# Best Pricing for 65VT50



## highendallday (May 11, 2012)

What is the best pricing for the VT50 anyone has found so far. I need a tv to put in my loft area. I have been quoted a price, I just want to make sure that if anybody has found a better price that I go with them. 

Thanx Guys


----------



## Jungle Jack (Jul 28, 2009)

highendallday said:


> What is the best pricing for the VT50 anyone has found so far. I need a tv to put in my loft area. I have been quoted a price, I just want to make sure that if anybody has found a better price that I go with them.
> 
> Thanx Guys


Hello,
That is a fantastic Plasma that you are considering. Given the substantial weight of the TV, you really might want to consider finding it within driving/delivery distance. As Plasmas use a Glass Screen and the weight of a 65 inch Panel, you both risk Shipping Damage and many of the Websites that offer the lowest pricing have the most expensive Shipping Costs which again will be quite high on the 65VT50. The price difference locally might not be as bad as you think. Especially if you tell them you are considering purchasing it Online.
Cheers,
JJ


----------



## highendallday (May 11, 2012)

Hey jungle jack I got the price I wanted for the VT50... this site is awesome with the wealth of information that there is available on here...


----------



## Jungle Jack (Jul 28, 2009)

highendallday said:


> Hey jungle jack I got the price I wanted for the VT50... this site is awesome with the wealth of information that there is available on here...

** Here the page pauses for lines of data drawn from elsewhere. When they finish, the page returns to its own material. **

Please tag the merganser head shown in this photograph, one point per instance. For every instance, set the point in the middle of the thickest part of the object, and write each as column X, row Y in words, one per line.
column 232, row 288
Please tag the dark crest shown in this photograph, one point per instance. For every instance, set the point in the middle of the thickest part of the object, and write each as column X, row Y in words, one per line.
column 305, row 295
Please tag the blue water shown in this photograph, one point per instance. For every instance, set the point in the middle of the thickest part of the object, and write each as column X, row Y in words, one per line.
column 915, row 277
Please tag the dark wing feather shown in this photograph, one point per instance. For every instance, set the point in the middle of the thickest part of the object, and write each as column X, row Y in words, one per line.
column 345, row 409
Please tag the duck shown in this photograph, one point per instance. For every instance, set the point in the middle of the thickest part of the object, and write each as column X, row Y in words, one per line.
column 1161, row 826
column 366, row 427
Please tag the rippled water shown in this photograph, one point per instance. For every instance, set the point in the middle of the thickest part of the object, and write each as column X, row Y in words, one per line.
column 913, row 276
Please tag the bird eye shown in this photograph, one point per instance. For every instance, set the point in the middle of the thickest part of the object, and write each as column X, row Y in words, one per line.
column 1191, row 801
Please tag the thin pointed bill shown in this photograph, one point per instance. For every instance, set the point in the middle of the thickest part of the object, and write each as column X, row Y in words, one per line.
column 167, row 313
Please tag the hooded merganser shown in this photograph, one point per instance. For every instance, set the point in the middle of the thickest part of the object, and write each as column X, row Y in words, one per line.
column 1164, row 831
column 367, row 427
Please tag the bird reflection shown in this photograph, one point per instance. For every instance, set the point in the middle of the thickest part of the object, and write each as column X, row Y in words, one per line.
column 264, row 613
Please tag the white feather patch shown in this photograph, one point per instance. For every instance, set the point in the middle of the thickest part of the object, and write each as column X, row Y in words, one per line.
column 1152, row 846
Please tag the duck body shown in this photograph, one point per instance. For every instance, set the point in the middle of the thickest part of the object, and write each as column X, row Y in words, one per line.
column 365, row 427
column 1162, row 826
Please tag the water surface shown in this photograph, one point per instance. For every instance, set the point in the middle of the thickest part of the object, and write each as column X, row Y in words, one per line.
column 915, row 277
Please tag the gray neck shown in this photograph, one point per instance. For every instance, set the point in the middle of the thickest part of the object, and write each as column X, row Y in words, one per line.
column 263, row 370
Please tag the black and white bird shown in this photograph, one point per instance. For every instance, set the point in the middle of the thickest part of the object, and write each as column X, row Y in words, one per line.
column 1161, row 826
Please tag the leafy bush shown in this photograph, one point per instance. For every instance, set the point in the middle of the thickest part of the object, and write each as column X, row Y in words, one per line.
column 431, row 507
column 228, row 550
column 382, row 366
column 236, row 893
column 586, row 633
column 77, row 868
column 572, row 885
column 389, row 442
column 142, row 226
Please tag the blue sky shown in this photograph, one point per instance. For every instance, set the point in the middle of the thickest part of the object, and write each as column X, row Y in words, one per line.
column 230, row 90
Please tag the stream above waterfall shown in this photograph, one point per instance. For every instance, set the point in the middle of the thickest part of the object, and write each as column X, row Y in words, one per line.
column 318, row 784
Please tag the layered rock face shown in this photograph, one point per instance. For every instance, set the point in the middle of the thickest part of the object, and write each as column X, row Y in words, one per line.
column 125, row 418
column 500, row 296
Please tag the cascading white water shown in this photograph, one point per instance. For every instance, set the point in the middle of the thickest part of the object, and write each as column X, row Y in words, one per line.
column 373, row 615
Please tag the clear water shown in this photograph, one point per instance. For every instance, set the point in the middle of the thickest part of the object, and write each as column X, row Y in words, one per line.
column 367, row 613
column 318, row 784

Congrats amigo. That really is an awesome TV. If you feel comfortable doing so, please let us know what kind of deal you got. Unlike AVS and many other Forums, we encourage our Members to share when they find huge discounts. As we do not have a Storefront, we are not trying to sell you anything which cannot be said for most other AV Forums. This is a big reason why they do not allow discussion below MSRP. And sometimes due to protecting their Sponsors, but mostly due to Storefronts.


----------



## highendallday (May 11, 2012)

I got the tv for 3399.99 from that dude I was telling you about in my email to ya...


----------



## Jungle Jack (Jul 28, 2009)

Wow. That is truly an excellent deal on a fantastic Panel. Congrats and may it bring you many years of happiness.


----------